CD - I appreciate the level-headedness to often bring to a thread which, for no reason other than being on SailNet, begins to spiral into the abyss... I've got to say, though, notwithstanding your disclaimer in your PostScript, that what was nothing more than a post by a good, Dutch fellow (I know he's good because he's Dutch - and if you aren't Dutch you aren't much), turned uber-political in a hurry.

I'd love to jump in and discuss the ironies of the "atrocities" to which you draw attention, but I'd love even more for a thread to just stay about sailing for once. Just like you, CD, honestly not an attack. Just an observation.

Dank jou, M. van der Kolk.


----------



## TSOJOURNER (Dec 16, 1999)

Nice pics, thanks for sharing. I like the bamboom setup... Giu, take note


----------



## Cruisingdad (Jul 21, 2006)

Hyp,

Deleted thread

I will self-edit this post. My intentions are not to turn this thread away form what it is. I will let it be, Hyperion. But it is VERY hard for I have VERY strong opinions on this matter, enforced no doubt by living in S FLorida with many Cubans whose lives he ruined.

- CD


----------



## TSOJOURNER (Dec 16, 1999)

Cruisingdad said:


> Hyp,
> 
> Deleted thread
> 
> ...


CD,

Not saying I don't agree with you or at least understand what you're saying, and I totally respect you for choosing to keep things on-topic despite your strong feelings on the subject. See? That's that "level-headedness" I was talking about.  It's a rare thing, especially here.

The "zombies" picture is enough for me to want to sail to Haiti.


----------



## geertvanderkolk (Jul 19, 2007)

*I am looking for feedback on Haiti*

I am quite taken aback by CD's aggressive reaction. I didn't sail to Haiti and Cuba on a whim, but as a writer. My purpose is to bear witness, in my stories, of what I discovered there, good and bad, beautiful and ugly. Of course, I was also interested in the adventure, but since when do cruising sailors shy away from that?

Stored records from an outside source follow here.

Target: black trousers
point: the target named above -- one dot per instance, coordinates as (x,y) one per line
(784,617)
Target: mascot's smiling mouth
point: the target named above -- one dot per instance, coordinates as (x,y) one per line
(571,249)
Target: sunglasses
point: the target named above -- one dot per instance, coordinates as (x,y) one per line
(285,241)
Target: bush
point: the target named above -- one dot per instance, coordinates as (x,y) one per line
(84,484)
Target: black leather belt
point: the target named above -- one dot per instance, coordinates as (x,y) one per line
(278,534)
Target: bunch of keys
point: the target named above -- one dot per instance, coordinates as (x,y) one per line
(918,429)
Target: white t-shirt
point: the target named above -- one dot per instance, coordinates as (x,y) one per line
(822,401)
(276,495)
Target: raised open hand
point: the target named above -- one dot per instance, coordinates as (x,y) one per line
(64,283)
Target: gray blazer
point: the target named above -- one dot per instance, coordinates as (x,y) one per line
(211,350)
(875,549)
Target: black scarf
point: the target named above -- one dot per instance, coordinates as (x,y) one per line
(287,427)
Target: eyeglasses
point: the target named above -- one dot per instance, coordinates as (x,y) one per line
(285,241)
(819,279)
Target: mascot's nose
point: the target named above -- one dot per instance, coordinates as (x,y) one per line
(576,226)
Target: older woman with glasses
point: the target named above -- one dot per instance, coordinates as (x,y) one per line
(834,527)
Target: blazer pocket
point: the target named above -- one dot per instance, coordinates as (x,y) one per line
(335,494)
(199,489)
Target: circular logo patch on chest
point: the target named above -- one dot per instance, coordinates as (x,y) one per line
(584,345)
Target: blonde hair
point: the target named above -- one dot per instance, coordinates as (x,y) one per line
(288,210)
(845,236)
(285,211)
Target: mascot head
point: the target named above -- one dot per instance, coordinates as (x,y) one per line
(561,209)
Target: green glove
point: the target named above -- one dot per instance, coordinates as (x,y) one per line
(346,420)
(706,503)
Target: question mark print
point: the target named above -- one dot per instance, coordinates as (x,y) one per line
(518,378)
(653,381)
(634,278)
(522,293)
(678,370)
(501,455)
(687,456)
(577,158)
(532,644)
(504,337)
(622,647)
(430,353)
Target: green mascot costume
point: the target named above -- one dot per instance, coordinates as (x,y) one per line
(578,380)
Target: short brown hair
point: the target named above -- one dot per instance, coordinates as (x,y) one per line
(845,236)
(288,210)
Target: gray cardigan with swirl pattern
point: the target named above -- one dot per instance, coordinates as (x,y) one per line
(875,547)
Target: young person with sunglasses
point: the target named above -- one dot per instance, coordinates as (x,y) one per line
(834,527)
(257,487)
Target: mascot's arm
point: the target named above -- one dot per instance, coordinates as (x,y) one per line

Anyway, I don't think I owe anybody an explanation, except my conscience and the law, and I'm in the clear with both of them.

This is the first time I posted on SailNet. Maybe I should start a new thread. I am very interested in feedback from sailors who have been to Haiti, or have an interest in the country.

Geert van der Kolk

http://www.geertvanderkolk.com


----------



## Freesail99 (Feb 13, 2006)

Great pictures, gave a real "feel" for the trip. Thanks for sharing.

Paul


----------



## TSOJOURNER (Dec 16, 1999)

geertvanderkolk said:


> I am quite taken aback by CD's aggressive reaction. I didn't sail to Haiti and Cuba on a whim, but as a writer. My purpose is to bear witness, in my stories, of what I discovered there, good and bad, beautiful and ugly. Of course, I was also interested in the adventure, but since when do cruising sailors shy away from that? Anyway, I don't think I owe anybody an explanation, except my conscience and the law, and I'm in the clear with both of them.
> 
> This is the first time I posted on SailNet. Maybe I should start a new thread. I am very interested in feedback from sailors who have been to Haiti, or have an interest in the country.
> 
> ...


Geert,

It's a topic which is important to CD, but you'll note he removed it anyway. I'm interested in hearing about how the level of poverty struck you. It's one of the world's poorest nations; rampant levels of HIV infection... did any of this colour the experience you had? The pictures you took certainly don't betray the strife that many people there face...


----------



## Cruisingdad (Jul 21, 2006)

Geert,

I edited the post before you even replied. It is one of the VERY few topics which sets me off. If you have followed this site for very long, you will know that I do not go tilt easily. 

I have good reason for going tilt, but we will leave those reasons to me, and I will say no more on the matter as it will turn into a political and humanitarian debate of which I will likely lose my cool. My post was not directed towards you... it is personal feelings on the matter of Cuba especially.

Please continue to post and I look forward to your continued feedback. Stick around, ok!!! 

- CD


----------



## TSOJOURNER (Dec 16, 1999)

buddy of mine married a cuban girl. Cocktail Waitress/model at the casino. They were married in cuba but he said he had to go through a booty load of red tape to get there. wish i could find his website. i remember seeing some nice classic american autos and motorcycles. maybe someday it will be a hot tourist destination for everyone. a fellow sailor also said Haiti was the worst place he visited on his circumnav. I still like looking at the pics and culture. That storm video was awesome,


----------



## geertvanderkolk (Jul 19, 2007)

*The Haiti project*

The poverty is in your face, and your nose and ears, the moment you arrive. I had been to Haiti before (by plane) but my crew were quite shocked, and wrote moving impressions on our blog (you'll have to scroll down a bit):

http://log-of-the-sea-scout.blogspot.com/2007_02_01_archive.html

On the island of Ile a Vache on the South coast I became friends with several local fishermen and boat builders, and went sailing with them. My plan for next year is to return to Haiti, build a boat in the local manner, and try to sail it to Florida. It would be a great sporting challenge, but it also has a humanitarian aspect. It would be a reconstruction of the experience of all those anonymous boat people. I am looking for ideas and help in building and sailing the boat. Here is picture of a common fishing sloop:

http://web.mac.com/geertvanderkolk/iWeb/homepage/haiti_and_cuba_photos_files/boat+9.jpg


----------



## sailhog (Dec 11, 2006)

Wasn't Thor Hyerdahl Dutch or Scandinavian or something... What is it with you people and your vacations? Can't you just go to Six Flags like everyone else?


----------



## TSOJOURNER (Dec 16, 1999)

Hyerdahl was Scandinavian, but we Dutch have some of the same Viking DNA.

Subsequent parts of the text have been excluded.